In an interview published by the news agency Beta on Saturday, Serbian Prime Minister Mirko Cvetkovic expressed disappointment with the opposition.
“The speed of Serbia’s EU integration depends on the effectiveness of the work of the parliament,” said Cvetkovic, who lamented the opposition’s “irresponsible” obstruction of the assembly.
Political analyst Dusan Janjic said the opposition was using Karadzic’s arrest as an occasion to destabilise the new government, a coalition including Milosevic’s reformed Socialists which was sworn in on July 7.

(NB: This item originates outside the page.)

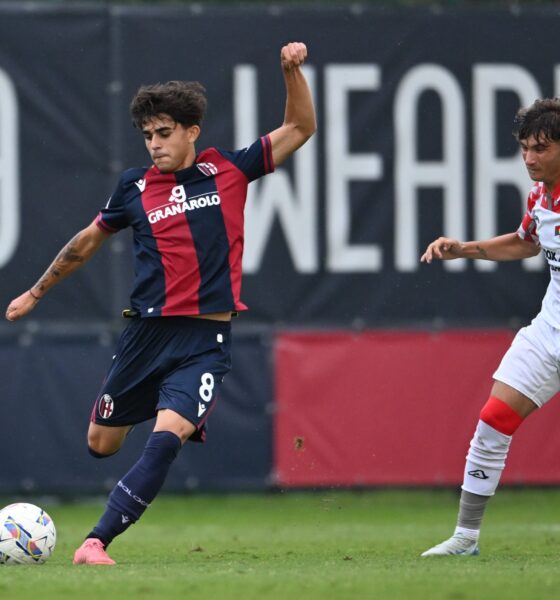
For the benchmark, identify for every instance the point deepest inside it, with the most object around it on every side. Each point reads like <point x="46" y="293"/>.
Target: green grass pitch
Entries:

“The opposition is obviously marginalised and is trying to impose some kind of ... fear,” said Janjic, the director of the non-governmental Forum for Ethnic Relations. “They are counting on the passive attitude of the ruling majority, notably the Socialists, to prolong this story as long as possible and to be on the streets in order to get the public’s attention,” he said.
Hundreds of ultra-nationalists have already marched on Belgrade’s avenues each day since the Karadzic arrest, some of them venting their fury by attacking journalists.
Another analyst indicated the opposition was taking advantage of Serb anger with the ICTY’s recent decisions to acquit former Kosovo prime minister Ramush Haradinaj and Bosnian Muslim military commander Naser Oric.
“It’s a convenient moment for them because a small percentage (of citizens) believe that The Hague tribunal can achieve justice,” Slobodan Reljic, the editor-in-chief of the newsweekly NIN, said.
The public’s “confidence was decreasing with The Hague tribunal and relations with the West as someone who promises a lot but doesn’t offer anything,” said Reljic.